Arap Baharı’nın başladığı Tunus’ta sokaklar yine hareketli. Yeni dalganın nedeni ülkedeki işsizlik olarak belirtiliyor. Gösteriler sırasında bazı kişiler yağma ve saldırı olaylarına başvurdu. Hükümet bunu gerekçe göstererek 22 Ocak'ta ülke genelinde gece sokağa çıkma yasağı ilan etti.
BBC Türkçe’nin haberine göre, Son günlerde şiddet olayları biraz azalmış olsa da gerilim hala yüksek. Tunus'ta kırsal kesimde işsizlik yüzde 40 oranında. Ülke çapında işsizlik ortalaması ise yüzde15.
Devlet Başkanı Beji Caid Essebsi, 22 Ocak'ta televizyonda yaptığı konuşmada, "Ülkenin yoksul kesimlerindeki insanların öfkesini anladığını ancak bazı hırsızların ve çetelerin bundan faydalanmak istediğini" söyledi.
Gözaltılar, biber gazı ve saldırılar…
Eylemler, ülkenin batısındaki Kasrin Eyaleti'nde, 16 Ocak'ta, 28 yaşındaki bir üniversite mezunu işsiz olan Ridha Yanyaoui'nin protesto için elektrik direğine tırmanırken ölmesi sonucu başladı. Yanyaoui, milli eğitim işe alım listesine alınmamasını protesto etmek istemişti. Yanyaoui'nin ölümü kitlesel bir protesto dalgasını tetikledi. Polis, "İş, özgürlük, onur" sloganıyla yerel idari binalara topluca girmeye çalışan ve polis merkezlerine saldıran öfkeli göstericileri dağıtmak için biber gazı kullandı. Yüzlerce kişi gözaltına alındı, birçok polis merkezi ve araç zarar gördü.
İslamcı parti En Nahda nasıl tavrı aldı?
Söz konusu bölgeler, İslamcı En Nahda hareketinin ve devrimden sonra kurulan geçiş hükümetinin Devlet Başkanı Moncef Marzuki'nin kaleleri olarak biliniyor. En Nahda da Marzuki de hâlihazırda iktidarda olan laik parti Nida Tunus'un ve Essebi'nin muhalifi.
Essebi 22 Ocak'taki TV konuşmasında gösterilerin haklılığını kabul ettiğini söyledi ancak eylemlere "yasal ve yasa dışı siyasi partiler ile kötü niyetlerin grupların sızdığını" belirtti. Essebi, Libya'daki IŞİD'in (Irak Şam İslam Devleti), Tunus'a saldırmak için gösterilerden faydalanma olasılığı bulunduğunu söyledi. Tunus lideri, 2011 yılından bu yana 700 bin gencin işsiz kaldığını, bunlardan 300 bininin üniversite mezunu olduğunu söyledi.

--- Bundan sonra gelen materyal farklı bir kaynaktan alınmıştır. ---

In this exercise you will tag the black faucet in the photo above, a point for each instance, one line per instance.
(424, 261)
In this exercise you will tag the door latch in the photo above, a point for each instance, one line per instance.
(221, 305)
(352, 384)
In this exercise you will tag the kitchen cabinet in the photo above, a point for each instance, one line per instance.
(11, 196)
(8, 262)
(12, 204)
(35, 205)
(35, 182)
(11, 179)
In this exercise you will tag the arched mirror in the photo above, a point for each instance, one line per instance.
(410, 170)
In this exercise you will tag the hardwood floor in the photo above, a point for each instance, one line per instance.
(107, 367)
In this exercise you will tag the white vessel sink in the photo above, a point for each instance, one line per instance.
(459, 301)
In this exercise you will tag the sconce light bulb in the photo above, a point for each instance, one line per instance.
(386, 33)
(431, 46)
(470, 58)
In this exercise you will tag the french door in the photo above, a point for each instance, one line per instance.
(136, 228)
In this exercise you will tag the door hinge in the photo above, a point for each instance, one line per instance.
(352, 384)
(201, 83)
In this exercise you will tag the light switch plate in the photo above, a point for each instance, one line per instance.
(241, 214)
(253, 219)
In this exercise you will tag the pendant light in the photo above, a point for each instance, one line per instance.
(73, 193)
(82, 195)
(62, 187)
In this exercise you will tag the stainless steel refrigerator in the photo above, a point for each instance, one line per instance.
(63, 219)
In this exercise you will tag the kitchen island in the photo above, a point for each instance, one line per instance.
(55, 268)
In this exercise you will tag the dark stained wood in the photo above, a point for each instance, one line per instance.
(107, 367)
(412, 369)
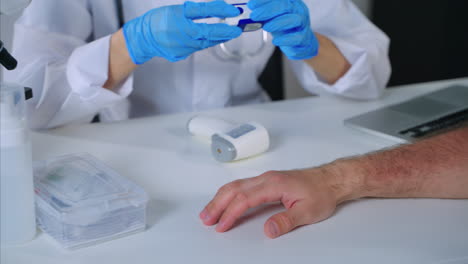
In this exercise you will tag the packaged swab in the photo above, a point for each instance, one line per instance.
(80, 201)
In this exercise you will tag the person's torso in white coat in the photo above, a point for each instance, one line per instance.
(63, 52)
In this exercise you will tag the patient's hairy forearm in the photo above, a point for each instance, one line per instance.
(120, 63)
(329, 63)
(436, 167)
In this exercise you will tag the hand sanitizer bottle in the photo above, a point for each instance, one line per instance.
(17, 209)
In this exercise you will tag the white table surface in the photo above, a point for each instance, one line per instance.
(180, 177)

Essebi "sorunun farkında olduklarını ancak insanların biraz sabırlı ve iyimser olmasının gerektiğini" belirtti. Essebi, sözlerini şöyle sürdürdü: "Herkes için aynı anda iş sağlayacak bir sihirli değneğimiz yok".

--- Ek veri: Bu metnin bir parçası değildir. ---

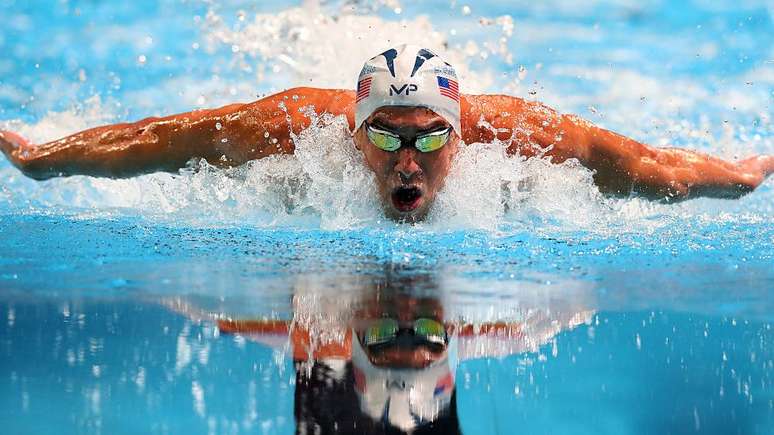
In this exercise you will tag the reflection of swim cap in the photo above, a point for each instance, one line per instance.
(406, 398)
(408, 75)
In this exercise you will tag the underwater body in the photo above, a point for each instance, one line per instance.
(624, 316)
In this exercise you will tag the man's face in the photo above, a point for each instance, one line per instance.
(408, 179)
(403, 353)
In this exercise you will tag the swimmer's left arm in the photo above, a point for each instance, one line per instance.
(621, 165)
(226, 136)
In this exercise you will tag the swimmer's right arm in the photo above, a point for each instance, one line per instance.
(227, 136)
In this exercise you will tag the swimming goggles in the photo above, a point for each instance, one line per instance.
(389, 141)
(385, 331)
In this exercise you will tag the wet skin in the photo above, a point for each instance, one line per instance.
(405, 352)
(238, 133)
(408, 179)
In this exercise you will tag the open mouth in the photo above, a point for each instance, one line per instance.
(406, 198)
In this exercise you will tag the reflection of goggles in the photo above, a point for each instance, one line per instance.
(386, 331)
(388, 141)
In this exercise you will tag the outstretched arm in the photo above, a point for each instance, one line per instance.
(621, 165)
(230, 135)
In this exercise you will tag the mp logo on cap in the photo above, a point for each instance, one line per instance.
(408, 88)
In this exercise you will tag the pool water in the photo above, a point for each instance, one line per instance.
(630, 317)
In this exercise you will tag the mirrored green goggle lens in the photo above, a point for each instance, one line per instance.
(425, 144)
(386, 330)
(430, 330)
(381, 331)
(383, 141)
(432, 142)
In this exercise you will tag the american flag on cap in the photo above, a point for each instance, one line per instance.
(449, 88)
(363, 88)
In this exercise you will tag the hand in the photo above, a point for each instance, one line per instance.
(16, 148)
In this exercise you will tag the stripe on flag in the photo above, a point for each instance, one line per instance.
(363, 89)
(448, 88)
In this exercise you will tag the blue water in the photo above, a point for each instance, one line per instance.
(109, 289)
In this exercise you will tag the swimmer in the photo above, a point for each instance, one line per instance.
(408, 119)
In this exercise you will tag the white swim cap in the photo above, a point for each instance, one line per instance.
(408, 75)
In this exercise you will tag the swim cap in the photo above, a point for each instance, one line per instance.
(408, 75)
(406, 398)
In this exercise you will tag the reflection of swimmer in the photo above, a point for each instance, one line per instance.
(408, 117)
(391, 366)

İslamcı En Nahda Partisi'nin açıklamasında ise "İşsizlik, yoksulluk ve ötekileştirmeyle mücadeleye dair talepleri anladığı" belirtildi. Bununla birlikte parti, itidal çağrısı yaptı ve hükümeti de yeni istihdam ve kalkınma programlarını devreye sokmaya çağırdı. En Nahda Genel Başkan Yardımcısı Abdelfattah Mourou, "Gösterilerin, suçluların ve 'teröristlerin' olayı sömürmesi nedeniyle kaos ortamına neden olma olasılığından" bahsetti.
Olası gelecek senaryoları
Uzmanlar ve sendikalar; işsizlik, yoksulluk ve ötekileştirme gibi sorunların 2011'de iktidarı deviren protestoların da nedenlerinden olduğunu hatırlatıyor. Tunus'un kısa vadede ekonomik ve sosyal sorunlarını çözmesi kolay olmayacak gibi görünüyor. IŞİD gibi örgütlerin artan saldırıları, Tunus ekonomisinin en büyük sektörü olan, 500 bin insanın istihdam edildiği turizmi de tehdit ediyor.
Krizin derinleşmesi durumunda gündeme gelebilecek bir erken seçimin İslamcıların hükümete dönmesiyle sonuçlanabileceği yorumları yapılıyor. 2011 - 2013 yılları arasında En Nahda liderliğindeki koalisyon hükümeti, radikal İslamcı tehdidini görmezden gelmekle suçlanmıştı. Bugün Suriye, Irak ve Libya'daki yabancı cihatçıların geldikleri ülkeler sıralamasında Tunus birinci sırada. Son dönemde Nida Tunus'un 20'den fazla milletvekilinin, partiyi İslamcı En Nahda ile yakın ilişki kurmakla suçlayarak istifa etmeleri de ülke siyasetini yönlendirebilecek bir gelişme olarak görülüyor. Bu, En Nahda'nın elini güçlendirmiş ve partiyi meclisteki en güçlü parti konumuna yükseltmiş durumda.